APAs were detected in 13 out of the 29 TBI patients (44.8%), but in none of the normal controls. Pituitary dysfunction development ratio was significantly higher in APA-positive patients (46.2%) when compared with APA-negative ones (12.5%; P=0.04). There was a significant association between APA positivity and hypopituitarism due to TBI (odds ratio: 2.25, 95% confidence intervals 1.1–4.6). Moreover, there was a significant positive correlation (r=0.74, P=0.004) between APA titer ratio and peak GH response to GHRH+GH related peptide (GHRP)-6 test, suggesting that high APA titers were associated with low GH response to GHRH+GHRP-6 test.

Conclusions

This study shows for the first time the presence of the APA in TBI patients 3 years after head trauma.
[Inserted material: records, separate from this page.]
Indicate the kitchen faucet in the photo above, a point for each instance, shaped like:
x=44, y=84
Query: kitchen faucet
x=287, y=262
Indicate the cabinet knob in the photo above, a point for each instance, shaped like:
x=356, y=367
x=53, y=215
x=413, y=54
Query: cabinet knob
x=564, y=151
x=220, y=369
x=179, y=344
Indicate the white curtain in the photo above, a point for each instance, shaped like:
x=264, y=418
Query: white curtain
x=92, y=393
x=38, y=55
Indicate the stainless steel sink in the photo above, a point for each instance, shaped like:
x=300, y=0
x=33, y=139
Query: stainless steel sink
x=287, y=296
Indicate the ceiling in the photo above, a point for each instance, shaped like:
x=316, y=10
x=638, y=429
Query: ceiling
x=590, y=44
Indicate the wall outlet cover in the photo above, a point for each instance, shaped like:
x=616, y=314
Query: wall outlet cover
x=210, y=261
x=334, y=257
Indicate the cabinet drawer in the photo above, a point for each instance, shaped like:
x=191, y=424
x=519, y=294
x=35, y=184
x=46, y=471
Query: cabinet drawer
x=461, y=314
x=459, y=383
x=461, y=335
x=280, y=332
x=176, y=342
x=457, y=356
Moreover, present investigation indicates preliminary evidence that APA may be associated with the development of TBI-induced pituitary dysfunction, thus suggesting that autoimmunity may contribute in the development of TBI-induced hypopituitarism. The presence of the association between APA and TBI-induced hypopituitarism may provide a new point of view in this field and promote further clinical and experimental studies.